The keynote feel of Want Two, though, is of what the great James Wood calls “measured lament”: the sound of Wainwright at the piano, “tired of waiting in restaurants/Reading the critics and comics alone” (“Peach Trees”), “bruising from you” (“This Love Affair”), or simply “waiting… for the present to pass” (“Waiting for a Dream”). If Want One was all seedy Gotham glam, Want Two is the aftermath of that album’s restless wanderlust.
Most moving of all is “Memphis Skyline”, an elegy for another beautiful boy blessed with more than mere attitude and exhibitionism. “Always hated him for the way he looked/in the gaslight of the morning,” Rufus croons of Jeff Buckley, to whom this is a sweetly homoerotic tribute: “So kiss me, my darling, stay with me till morning…”
If I have any quibbles it’s that Wainwright’s swishiness is sometimes too obviously a mask. Will the real Rufus Wainwright ever step out from behind it and give us his feelings pure and unadorned?
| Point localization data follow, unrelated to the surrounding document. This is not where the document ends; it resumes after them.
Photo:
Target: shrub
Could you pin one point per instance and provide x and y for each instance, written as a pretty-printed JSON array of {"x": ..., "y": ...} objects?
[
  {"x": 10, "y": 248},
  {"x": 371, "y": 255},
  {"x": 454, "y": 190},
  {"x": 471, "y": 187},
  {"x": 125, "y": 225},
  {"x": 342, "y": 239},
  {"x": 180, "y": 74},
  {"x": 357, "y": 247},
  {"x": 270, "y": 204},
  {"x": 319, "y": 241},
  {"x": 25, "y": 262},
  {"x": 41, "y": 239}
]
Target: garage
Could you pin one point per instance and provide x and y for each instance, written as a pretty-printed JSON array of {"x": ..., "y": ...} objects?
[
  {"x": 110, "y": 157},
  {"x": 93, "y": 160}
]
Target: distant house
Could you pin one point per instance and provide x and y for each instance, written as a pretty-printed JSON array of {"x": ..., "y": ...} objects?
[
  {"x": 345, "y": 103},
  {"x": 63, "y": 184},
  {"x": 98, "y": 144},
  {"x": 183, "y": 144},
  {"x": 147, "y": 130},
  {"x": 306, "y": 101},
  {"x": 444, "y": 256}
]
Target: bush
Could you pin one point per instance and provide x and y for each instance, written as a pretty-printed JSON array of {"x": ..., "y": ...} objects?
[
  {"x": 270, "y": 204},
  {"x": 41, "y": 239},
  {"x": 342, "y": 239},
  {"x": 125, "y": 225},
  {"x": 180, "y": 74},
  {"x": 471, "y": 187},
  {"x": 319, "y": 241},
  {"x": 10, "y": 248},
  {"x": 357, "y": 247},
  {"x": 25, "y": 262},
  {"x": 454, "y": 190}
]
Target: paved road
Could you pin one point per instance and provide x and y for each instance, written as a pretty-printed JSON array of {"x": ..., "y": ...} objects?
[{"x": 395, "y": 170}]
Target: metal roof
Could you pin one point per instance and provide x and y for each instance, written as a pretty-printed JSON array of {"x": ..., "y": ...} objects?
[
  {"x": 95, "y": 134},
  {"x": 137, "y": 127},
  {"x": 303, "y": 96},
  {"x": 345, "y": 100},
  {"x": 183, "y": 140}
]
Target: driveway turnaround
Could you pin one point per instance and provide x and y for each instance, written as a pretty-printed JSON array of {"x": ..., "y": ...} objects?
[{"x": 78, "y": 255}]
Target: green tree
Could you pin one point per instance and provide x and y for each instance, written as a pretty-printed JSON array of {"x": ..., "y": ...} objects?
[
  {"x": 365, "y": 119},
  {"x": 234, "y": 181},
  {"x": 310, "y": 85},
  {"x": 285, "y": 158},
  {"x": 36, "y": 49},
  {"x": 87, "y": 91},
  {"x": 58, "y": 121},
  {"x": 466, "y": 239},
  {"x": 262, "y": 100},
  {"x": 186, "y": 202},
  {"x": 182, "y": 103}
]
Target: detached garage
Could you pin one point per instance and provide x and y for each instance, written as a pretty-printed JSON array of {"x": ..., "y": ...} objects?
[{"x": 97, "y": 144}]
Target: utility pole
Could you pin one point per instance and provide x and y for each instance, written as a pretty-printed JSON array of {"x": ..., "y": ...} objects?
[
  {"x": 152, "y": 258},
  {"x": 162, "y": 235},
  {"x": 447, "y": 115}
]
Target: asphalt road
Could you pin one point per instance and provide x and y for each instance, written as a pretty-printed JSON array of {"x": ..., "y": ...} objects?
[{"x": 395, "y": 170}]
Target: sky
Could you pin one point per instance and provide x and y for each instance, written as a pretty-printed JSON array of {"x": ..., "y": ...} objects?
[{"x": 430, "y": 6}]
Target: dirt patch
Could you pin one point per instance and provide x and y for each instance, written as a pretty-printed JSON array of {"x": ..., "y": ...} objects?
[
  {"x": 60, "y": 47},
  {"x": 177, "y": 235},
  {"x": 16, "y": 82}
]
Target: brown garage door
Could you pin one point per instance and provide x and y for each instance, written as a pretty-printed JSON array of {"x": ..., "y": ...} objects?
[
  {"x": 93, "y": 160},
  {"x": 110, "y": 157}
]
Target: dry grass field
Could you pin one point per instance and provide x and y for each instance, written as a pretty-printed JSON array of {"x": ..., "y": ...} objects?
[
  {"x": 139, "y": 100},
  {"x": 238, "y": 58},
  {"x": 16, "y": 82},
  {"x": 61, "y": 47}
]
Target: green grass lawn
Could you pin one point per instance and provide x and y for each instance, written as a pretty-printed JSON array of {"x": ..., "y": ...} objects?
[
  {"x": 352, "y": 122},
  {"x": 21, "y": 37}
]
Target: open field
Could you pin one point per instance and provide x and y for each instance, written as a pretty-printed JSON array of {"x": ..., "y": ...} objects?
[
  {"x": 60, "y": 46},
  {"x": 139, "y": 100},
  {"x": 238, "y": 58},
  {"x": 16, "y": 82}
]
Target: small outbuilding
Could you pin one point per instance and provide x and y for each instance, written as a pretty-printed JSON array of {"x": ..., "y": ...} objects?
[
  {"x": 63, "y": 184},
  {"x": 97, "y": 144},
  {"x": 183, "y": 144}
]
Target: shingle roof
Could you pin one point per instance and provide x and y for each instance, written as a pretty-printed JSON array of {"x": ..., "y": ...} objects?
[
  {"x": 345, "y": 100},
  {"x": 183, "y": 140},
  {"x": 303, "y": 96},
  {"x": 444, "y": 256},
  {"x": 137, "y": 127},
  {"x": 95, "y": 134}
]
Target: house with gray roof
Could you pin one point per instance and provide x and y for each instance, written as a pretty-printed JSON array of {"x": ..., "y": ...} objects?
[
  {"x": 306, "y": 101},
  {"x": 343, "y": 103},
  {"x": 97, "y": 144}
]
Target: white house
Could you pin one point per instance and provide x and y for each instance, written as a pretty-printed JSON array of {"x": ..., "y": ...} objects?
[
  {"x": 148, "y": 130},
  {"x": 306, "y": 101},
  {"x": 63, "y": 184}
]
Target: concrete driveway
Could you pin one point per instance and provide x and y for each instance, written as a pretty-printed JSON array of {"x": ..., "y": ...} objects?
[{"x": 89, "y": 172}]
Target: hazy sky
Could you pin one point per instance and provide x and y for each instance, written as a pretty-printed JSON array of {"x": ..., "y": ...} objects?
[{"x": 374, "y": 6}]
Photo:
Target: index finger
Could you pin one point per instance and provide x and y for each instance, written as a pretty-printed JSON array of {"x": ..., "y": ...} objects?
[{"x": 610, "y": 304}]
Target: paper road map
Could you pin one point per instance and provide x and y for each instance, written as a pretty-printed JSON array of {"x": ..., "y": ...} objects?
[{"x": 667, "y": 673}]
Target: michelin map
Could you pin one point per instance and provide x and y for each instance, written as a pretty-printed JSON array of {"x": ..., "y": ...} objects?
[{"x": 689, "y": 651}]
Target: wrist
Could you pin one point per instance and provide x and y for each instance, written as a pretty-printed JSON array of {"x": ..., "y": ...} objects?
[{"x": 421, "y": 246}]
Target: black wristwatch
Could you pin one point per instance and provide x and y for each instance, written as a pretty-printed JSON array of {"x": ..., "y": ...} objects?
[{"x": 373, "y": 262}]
That might be when he becomes a truly great artist.
And can Rufus break through? Supporting Keane on their upcoming Euro tour is something of a gamble. I’m not saying he’ll be bottled offstage, but the whole point about Keane is that they provide ersatz Jeff Buckley emotion for students who wouldn’t know real beauty or feeling if it came in Alcopop bottles. Having said that, the live Fillmore DVD that comes free with Want Two – with its version of (Jeff Buckley’s version of) Leonard Cohen’s “Hallelujah” – makes it plain: Wainwright could hold his own with any headliner on earth.